Penyelenggaraan ibadah haji merupakan tugas nasional dan menjadi tanggung jawab pemerintah di bawah koordinasi Menteri Agama, dalam hal teknis pelaksanaannya diselenggarakan oleh Direktorat Jenderal Penyelenggaraan Haji dan Umrah. Sesuai dengan tanggung jawab yang diembannya, pemerintah secara terus menerus berupaya melakukan perbaikan penyelenggaraan haji, utamanya melalui pembenahan sistem dalam berbagai aspek, termasuk aspek pembinaan petugas, mengingat petugas haji merupakan unsur penting yang mempunyai peranan strategis dan turut menentukan keberhasilan penyelenggaraan ibadah haji (Ditjen Kementerian Agama, 2002). Terdapat tiga aspek yang mempengaruhi keberhasilan penyelenggaraan ibadah haji sehingga pembinaan, pelayanan dan perlindungan berlangsung lancar dan sukses. Pertama Legalitas, UU No.13 Tahun 2008. Kedua adalah menyangkut fasilitas yang ada baik asrama haji embarkasi yang ada serta kesiapan Kementerian Agama dan Kementerian Kesehatan dalam penyiapan atau penyediaan fasilitas pendukung maupun fasilitas lainnya di Arab Saudi. Ketiga petugas pelayanan ibadah haji yang harus profesional, mengingat pelaksanaannya bersifat massal dan berlangsung dalam jangka waktu yang terbatas, penyelenggaraan ibadah haji memerlukan manajemen yang baik agar tertib, aman dan lancar (Nijam, 2004). Penelitian yang masih berkaitan dengan akuntabilitas pelayanan, yaitu hasil penelitian yang dilakukan Nurdiansyah (2013), di Kantor Imigrasi Kelas I Makassar dan Erfina (2013), di Rumah Sakit Nene Mallomo Sidenreng Rappang. Penelitian ini bertujuan untuk mendeskripsikan dan menganalisis akuntabilitas pelayanan publik.

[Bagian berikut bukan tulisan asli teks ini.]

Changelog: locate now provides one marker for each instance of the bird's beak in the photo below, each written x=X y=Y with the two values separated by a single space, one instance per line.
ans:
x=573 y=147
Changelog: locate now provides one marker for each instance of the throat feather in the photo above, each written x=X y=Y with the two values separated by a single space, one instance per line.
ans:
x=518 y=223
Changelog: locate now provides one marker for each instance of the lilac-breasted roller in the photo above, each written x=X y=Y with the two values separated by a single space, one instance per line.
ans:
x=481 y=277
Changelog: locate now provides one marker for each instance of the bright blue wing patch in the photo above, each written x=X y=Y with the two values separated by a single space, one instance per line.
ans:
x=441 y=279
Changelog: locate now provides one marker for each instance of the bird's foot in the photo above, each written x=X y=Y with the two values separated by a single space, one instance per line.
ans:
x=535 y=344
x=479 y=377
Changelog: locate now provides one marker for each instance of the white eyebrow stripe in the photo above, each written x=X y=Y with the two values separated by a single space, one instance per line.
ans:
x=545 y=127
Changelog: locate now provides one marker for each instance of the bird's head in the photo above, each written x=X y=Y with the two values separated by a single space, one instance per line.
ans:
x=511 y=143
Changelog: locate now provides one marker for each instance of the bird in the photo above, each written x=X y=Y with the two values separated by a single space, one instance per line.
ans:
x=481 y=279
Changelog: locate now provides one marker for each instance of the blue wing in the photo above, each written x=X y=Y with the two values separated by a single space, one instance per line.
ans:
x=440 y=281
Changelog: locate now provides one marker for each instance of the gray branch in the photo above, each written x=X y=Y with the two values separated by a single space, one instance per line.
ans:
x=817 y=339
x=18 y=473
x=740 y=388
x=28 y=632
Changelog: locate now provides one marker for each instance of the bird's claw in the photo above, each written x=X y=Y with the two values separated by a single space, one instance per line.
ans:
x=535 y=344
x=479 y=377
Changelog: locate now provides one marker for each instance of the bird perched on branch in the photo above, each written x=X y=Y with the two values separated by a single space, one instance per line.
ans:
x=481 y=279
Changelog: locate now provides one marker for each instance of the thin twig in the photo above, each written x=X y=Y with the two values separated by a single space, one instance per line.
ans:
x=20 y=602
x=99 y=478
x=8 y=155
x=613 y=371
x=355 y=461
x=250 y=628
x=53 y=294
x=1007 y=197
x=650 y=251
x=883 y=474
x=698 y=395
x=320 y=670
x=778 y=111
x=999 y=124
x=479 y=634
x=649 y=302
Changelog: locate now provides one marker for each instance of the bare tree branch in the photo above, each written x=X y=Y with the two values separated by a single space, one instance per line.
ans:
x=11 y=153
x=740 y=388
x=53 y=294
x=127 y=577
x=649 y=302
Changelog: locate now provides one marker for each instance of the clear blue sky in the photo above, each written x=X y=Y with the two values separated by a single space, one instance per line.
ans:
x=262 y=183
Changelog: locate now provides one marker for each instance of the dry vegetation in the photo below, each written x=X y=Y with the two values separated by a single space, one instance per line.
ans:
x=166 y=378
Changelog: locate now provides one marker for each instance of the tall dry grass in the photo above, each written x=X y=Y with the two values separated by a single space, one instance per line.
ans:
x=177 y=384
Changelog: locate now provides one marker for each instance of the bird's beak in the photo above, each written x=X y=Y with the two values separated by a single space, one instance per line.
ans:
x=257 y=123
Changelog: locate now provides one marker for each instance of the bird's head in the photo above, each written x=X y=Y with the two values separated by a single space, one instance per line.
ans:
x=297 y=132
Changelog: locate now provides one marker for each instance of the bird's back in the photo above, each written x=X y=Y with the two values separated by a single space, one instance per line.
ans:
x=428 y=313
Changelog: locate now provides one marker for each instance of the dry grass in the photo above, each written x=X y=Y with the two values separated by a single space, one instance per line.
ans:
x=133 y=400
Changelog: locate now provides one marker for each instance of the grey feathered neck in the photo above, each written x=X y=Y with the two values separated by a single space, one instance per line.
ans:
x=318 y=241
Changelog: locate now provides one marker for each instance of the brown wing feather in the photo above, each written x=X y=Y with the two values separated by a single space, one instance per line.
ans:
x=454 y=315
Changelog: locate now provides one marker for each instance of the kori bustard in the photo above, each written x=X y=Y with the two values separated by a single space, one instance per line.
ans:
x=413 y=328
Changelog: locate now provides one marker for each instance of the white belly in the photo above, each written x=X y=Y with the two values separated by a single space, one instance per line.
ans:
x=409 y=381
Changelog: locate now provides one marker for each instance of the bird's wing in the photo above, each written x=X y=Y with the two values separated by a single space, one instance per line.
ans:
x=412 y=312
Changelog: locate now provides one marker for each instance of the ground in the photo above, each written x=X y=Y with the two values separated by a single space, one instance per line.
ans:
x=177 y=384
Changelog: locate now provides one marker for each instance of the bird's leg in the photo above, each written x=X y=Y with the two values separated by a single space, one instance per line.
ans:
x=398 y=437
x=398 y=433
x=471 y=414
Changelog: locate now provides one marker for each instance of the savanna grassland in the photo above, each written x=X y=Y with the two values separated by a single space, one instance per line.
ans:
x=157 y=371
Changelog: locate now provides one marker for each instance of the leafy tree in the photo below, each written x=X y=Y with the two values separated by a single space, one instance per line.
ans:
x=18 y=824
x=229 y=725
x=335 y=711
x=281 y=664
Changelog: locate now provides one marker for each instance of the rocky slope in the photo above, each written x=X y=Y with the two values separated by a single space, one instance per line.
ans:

BAHAN DAN METODE Lokasi dan Rancangan Penelitian Penelitian ini dilakukan pada Kantor Kementerian Agama Kabupaten Luwu yang beralamat di kota Belopa, Kabupaten Luwu. Untuk membahas dan mengkaji tentang Akuntabilitas Pelayanan Penyelenggaraan Haji di Kementerian Agama Kabupaten Luwu, penulis menggunakan metode penelitian kualitatif, sedangkan tipe penelitian adalah deskriptif. Hal ini dimaksudkan untuk menggambarkan secara objektif tentang kejadian faktual di lapangan. serta mengetahui bentuk nilai variable mandiri, baik satu variable atau lebih (independen) serta menghubungkan antara variable satu dengan variable yang lain.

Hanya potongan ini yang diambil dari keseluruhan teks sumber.